I’ve just returned from a six-day journey to London, Cambridge and Norfolk spending time with several good, long-standing friends, engaged in conversation about G_d, faith, spirituality, meditation and contemplation, and our experience of life and worship in the Church of England. My final day, Sunday, was blessed by a Communion service of rare integrity and depth in the parish church at Blakeney.
I’ve been given various books and book recommendations along the way and am already immersed in Interspiritual Meditation: a seven step process drawn from the world’s spiritual traditions by Edward W Bastian, founder and president of the Spiritual Paths Foundation based in Santa Barbara, California. Meditation is one of the cornerstones of Bastian’s life. His path is rooted in Buddhism and his teaching about interspiritual meditation integrates Buddhism with Christianity, Hinduism, Islam, Judaism, Taoism and Native American traditions.
Bastian’s teaching would of course be condemned as false by many Christians who adopt the labels orthodox and traditional. But other Christians, myself included, are drawn to the same integral, evolutionary spiritual path. I explored many dimensions of this integral vision with my friends last week. The picture is complex and multi-faceted and I’m finding it challenging to organise in my mind and write about.
Bastian’s introduction and opening chapters in Interspiritual Meditation provide a valuable guide to the common elements in meditation and contemplation which are shared and can be shared by those of other faith traditions and none. Much of my own practice has developed from the body-centred psychotherapy training I undertook at the end of the nineties and this also finds its place in Bastian’s work.

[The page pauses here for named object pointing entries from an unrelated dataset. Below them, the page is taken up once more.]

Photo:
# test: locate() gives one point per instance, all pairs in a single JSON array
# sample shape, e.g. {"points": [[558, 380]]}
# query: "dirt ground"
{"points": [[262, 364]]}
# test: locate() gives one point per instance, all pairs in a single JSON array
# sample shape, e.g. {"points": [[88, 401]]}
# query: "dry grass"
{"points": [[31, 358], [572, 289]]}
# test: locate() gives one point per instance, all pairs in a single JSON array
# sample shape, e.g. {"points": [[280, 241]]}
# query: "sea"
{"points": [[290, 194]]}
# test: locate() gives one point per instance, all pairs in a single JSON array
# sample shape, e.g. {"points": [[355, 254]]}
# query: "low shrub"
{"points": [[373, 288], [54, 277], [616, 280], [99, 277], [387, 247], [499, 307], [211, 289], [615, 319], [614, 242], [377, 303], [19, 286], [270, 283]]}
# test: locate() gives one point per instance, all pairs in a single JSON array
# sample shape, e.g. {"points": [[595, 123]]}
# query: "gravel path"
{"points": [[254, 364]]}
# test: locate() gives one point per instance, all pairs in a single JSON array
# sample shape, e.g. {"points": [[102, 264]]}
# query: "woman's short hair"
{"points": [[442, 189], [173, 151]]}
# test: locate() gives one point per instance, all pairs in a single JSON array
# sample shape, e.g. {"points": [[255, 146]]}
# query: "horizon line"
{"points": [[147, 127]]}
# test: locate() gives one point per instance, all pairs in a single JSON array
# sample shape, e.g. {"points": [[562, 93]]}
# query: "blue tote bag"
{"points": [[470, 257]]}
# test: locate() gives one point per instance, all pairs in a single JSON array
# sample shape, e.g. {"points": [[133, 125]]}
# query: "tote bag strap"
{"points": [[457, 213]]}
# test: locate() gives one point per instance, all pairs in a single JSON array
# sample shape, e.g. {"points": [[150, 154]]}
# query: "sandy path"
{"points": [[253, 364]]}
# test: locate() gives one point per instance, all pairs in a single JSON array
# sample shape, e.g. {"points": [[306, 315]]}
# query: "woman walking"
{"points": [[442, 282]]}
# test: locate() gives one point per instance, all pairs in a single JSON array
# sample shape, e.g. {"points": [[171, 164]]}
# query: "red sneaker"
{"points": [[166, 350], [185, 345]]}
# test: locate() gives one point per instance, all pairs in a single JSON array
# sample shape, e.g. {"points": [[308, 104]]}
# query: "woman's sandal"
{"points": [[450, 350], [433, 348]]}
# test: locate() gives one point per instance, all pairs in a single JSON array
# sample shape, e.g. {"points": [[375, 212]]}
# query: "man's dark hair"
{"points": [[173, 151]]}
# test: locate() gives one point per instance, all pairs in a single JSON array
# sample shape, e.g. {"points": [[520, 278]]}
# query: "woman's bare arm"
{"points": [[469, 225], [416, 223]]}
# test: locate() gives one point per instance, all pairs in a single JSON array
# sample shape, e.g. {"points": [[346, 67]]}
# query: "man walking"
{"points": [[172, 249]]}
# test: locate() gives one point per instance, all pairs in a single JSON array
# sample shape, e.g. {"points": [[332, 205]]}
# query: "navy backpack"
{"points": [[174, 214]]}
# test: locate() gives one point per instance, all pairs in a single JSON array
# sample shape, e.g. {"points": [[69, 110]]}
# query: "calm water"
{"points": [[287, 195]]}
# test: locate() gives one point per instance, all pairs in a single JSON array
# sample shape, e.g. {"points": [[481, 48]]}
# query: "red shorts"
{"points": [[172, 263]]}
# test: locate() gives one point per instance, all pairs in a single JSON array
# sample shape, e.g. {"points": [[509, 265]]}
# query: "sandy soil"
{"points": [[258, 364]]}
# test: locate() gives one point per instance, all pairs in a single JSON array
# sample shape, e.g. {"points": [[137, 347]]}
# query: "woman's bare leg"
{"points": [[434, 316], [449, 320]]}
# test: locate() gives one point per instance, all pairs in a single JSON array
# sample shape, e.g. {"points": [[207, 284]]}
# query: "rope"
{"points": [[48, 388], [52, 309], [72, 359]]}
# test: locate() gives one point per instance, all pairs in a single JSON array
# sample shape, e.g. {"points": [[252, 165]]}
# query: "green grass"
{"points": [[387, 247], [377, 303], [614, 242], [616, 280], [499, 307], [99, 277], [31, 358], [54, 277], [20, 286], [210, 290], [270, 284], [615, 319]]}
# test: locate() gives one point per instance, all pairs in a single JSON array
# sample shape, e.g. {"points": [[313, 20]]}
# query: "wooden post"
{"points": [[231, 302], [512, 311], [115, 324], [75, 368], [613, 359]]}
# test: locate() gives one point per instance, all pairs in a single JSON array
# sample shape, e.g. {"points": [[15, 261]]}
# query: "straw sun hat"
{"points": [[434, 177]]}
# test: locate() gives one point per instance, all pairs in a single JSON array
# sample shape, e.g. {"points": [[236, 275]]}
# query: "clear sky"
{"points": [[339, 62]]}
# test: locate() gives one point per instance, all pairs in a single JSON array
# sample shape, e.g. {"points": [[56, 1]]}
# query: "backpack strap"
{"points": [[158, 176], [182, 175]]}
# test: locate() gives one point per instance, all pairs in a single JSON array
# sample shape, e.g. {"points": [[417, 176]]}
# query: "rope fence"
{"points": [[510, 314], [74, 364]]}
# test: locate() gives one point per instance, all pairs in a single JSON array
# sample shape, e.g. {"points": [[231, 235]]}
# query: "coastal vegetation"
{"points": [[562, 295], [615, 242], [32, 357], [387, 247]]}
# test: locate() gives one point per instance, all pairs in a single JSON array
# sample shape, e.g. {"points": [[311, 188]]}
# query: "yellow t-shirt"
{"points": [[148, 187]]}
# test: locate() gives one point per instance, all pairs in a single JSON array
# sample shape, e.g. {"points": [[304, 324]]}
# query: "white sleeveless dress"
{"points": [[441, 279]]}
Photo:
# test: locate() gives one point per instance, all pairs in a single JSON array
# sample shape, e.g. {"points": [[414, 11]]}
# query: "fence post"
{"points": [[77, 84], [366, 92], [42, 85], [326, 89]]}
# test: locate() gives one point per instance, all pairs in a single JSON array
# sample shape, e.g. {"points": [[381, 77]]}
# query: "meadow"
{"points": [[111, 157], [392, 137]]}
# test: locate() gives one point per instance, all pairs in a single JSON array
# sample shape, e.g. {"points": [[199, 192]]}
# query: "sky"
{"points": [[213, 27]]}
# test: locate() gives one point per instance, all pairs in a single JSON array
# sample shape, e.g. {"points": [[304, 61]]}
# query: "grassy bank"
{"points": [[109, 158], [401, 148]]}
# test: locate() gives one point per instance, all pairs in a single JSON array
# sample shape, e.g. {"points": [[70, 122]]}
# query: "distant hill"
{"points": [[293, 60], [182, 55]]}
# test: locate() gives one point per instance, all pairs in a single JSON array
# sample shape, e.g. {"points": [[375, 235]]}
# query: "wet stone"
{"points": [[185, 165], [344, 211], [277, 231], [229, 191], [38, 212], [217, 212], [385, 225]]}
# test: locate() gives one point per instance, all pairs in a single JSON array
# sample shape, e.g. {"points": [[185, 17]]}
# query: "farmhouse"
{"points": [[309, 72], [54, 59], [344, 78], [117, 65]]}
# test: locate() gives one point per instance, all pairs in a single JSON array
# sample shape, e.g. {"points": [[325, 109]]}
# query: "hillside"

I believe there are two core ingredients which are essential to the formation of an integrative, evolutionary spiritual path for Christians being called to growth and depth along a path to truth, holiness and G_d. One is the development of a vision of God which opens to unconditional, infinite, intimate love and the other is a willingness to open the self to truth, beauty and inner presence in silence and meditative/contemplative practice.

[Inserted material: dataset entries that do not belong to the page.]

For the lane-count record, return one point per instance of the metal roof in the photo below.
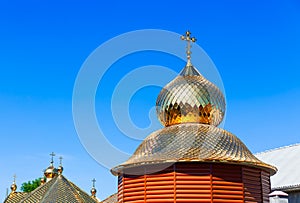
(192, 142)
(287, 161)
(58, 189)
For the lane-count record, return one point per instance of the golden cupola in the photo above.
(191, 159)
(191, 107)
(190, 98)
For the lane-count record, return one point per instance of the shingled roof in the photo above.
(59, 189)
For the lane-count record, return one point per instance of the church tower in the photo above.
(191, 159)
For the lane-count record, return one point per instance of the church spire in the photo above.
(60, 167)
(190, 98)
(93, 190)
(187, 37)
(13, 187)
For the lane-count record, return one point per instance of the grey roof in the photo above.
(287, 161)
(57, 190)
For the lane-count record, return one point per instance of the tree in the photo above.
(31, 185)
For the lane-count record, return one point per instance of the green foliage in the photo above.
(30, 185)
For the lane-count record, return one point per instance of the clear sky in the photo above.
(255, 46)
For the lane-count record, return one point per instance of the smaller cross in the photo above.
(15, 178)
(52, 155)
(187, 37)
(60, 160)
(94, 180)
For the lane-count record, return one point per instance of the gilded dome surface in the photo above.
(192, 142)
(190, 98)
(191, 107)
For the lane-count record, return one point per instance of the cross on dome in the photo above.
(187, 37)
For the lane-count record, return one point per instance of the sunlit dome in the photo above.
(190, 98)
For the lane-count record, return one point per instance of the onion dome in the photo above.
(190, 98)
(42, 180)
(190, 107)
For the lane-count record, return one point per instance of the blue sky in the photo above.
(255, 46)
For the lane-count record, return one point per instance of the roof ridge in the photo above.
(278, 148)
(29, 194)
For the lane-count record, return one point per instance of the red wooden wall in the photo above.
(195, 182)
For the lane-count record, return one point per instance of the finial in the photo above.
(93, 190)
(15, 176)
(187, 37)
(60, 160)
(94, 180)
(52, 155)
(60, 168)
(13, 187)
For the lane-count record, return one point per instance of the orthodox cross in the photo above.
(187, 37)
(94, 180)
(52, 155)
(60, 160)
(15, 178)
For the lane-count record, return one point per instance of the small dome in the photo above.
(13, 187)
(60, 169)
(190, 98)
(50, 172)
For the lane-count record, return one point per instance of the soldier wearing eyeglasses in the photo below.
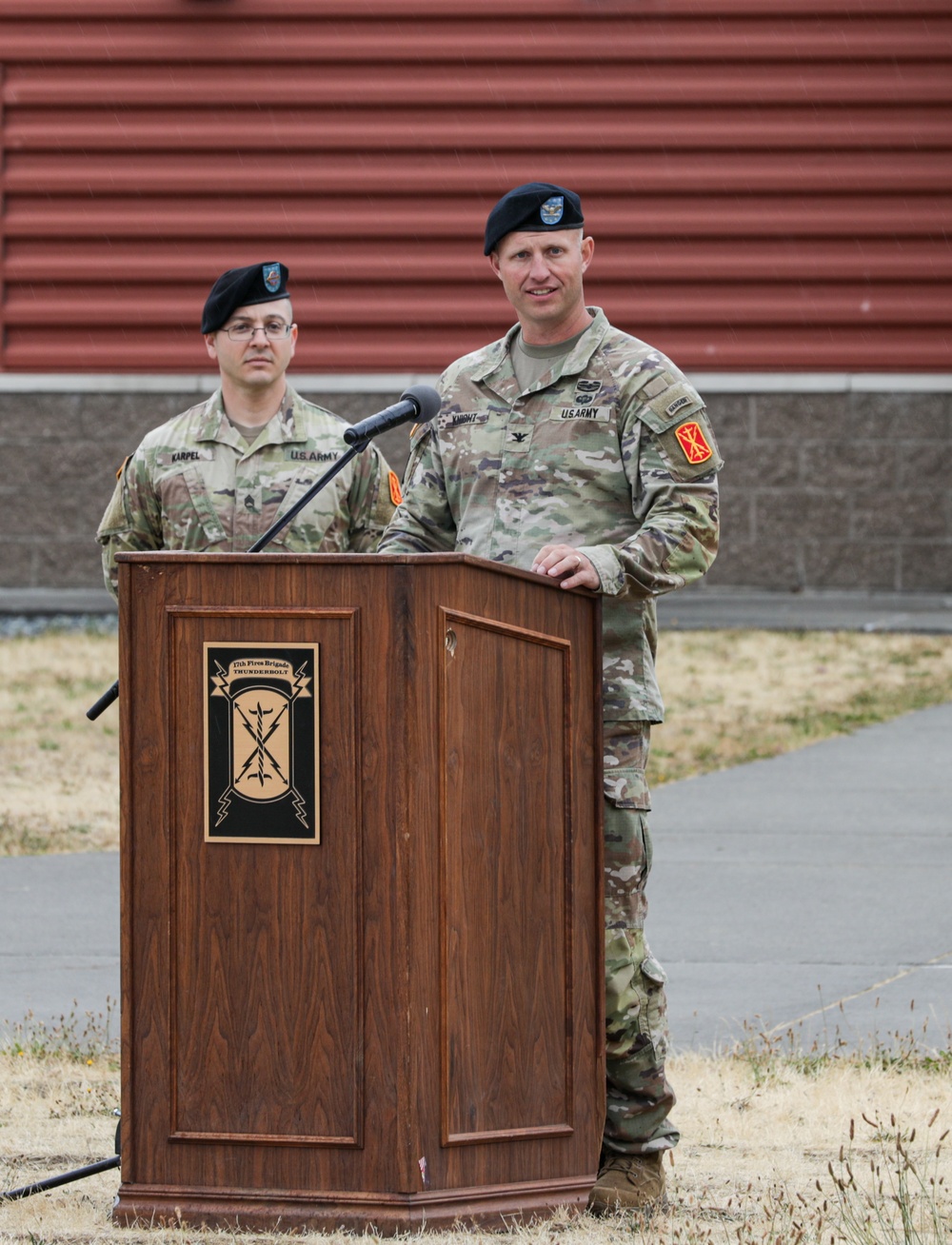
(218, 476)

Bastian claims universal truths – that every human being has the potential for unlimited wisdom, compassion and happiness. I’m not sure about the ‘unlimited’ claim – perhaps I’m too much of a realist – but I do believe we all have the potential he describes. Christianity, as I hear it preached and taught, wants to limit people by continually reminding them that before anything else, they are sinners in need of repentance and confession, seeking the mercy and grace of God. They may believe that God’s love is unconditional, but there’s always a catch, and I rarely hear sermons proclaiming God’s unconditional love. Christian teaching and practice is riddled with conditional clauses.
Interspirituality
Bastian imagines interspirituality as the shared mystic heart beating in the centre of the world’s deepest spiritual traditions. It is less concerned with metaphysical truths than with process, method and practice. It is openhearted and unbiased, creating a core of spiritual intimacy based on shared experience and never regarding people from different traditions as ‘other’.

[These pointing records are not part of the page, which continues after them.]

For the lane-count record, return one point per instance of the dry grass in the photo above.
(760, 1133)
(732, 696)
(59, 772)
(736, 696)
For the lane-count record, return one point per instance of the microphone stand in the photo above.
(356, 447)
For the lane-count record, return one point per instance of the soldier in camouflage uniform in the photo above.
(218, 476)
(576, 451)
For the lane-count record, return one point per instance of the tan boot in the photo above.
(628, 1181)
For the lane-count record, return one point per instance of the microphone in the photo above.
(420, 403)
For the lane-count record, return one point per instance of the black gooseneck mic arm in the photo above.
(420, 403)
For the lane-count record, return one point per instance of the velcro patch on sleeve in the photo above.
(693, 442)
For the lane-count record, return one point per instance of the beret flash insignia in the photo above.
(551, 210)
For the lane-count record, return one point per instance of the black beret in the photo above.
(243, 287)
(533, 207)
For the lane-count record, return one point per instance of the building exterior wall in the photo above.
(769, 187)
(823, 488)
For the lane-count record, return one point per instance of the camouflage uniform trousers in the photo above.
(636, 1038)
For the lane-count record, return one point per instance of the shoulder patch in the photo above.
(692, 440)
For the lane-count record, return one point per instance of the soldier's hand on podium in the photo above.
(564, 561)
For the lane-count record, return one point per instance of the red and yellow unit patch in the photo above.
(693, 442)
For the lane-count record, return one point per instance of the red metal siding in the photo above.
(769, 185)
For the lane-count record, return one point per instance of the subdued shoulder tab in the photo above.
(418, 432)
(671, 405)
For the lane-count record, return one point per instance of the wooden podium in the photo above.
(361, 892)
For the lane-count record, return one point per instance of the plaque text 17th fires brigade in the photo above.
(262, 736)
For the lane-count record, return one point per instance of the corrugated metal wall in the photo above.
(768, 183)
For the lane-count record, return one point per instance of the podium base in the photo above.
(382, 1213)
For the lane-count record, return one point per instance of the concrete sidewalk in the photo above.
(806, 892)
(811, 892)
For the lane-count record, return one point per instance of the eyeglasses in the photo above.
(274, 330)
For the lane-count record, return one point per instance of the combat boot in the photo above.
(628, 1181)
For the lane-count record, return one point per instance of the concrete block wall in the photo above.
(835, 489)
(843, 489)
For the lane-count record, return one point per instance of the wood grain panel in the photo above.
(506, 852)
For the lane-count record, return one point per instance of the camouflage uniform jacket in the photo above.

It is designed to help people develop a foundation for health and well-being, inner peace, wisdom and compassion, to foster these sacred qualities and to share experience of the sacred. It draws on the common values and truths of ancient wisdom traditions in a process which embraces spiritual diversity.
Meditation
To use Bastian’s language, meditation is the practice that provides the context for a spiritual path in which the sacred potential of our innermost being can expand to pervade our entire being through wholehearted spiritual practice.
The practice of meditation helps us enter into and rest more deeply in the essence of our being. In meditation, we begin to move through the world with an inner stillness and contentment and a compassionate empathy. In the depth of meditative awareness, we find ourselves connected to the essential nature of all beings.
Meditation is a technique for attuning consciousness and may lead to altered states of awareness including profound focus and tranquillity.
Spiritual realities
Bastian identifies something that has always been important to me – how does it work? How does praying or meditating change anything in the world? Many Christians pray in the belief that G_d is a God who can be influenced by our praying and as a result, can intervene in human affairs.
For Bastian, whether prayer is directed to another being, within our self, or into the universe, we are evoking a deep personal wish and, I would add, aligning ourselves with energies in creation. I pray in the confidence that there are profound spiritual realities that can flow when our lives are congruent with the healthy ethical precepts of our tradition, the power of our essential being and the innate presence of love in creation.
Developing the ability or the gift to centre ourselves in the core of our being, resting in the present, helps us maintain a calm, compassionate mind and a relaxed, healthy body. Prayer, meditation and contemplation are all practices which can help us dwell deeply within our own being, bringing us into the presence of essential reality, the divine presence of sacred unity and energy in our core – the soul essence of our humanity.
What we believe about G_d and what we believe about ourselves are fundamental to the development of a healthy, creative life path and a deep, flowing, energised spirituality.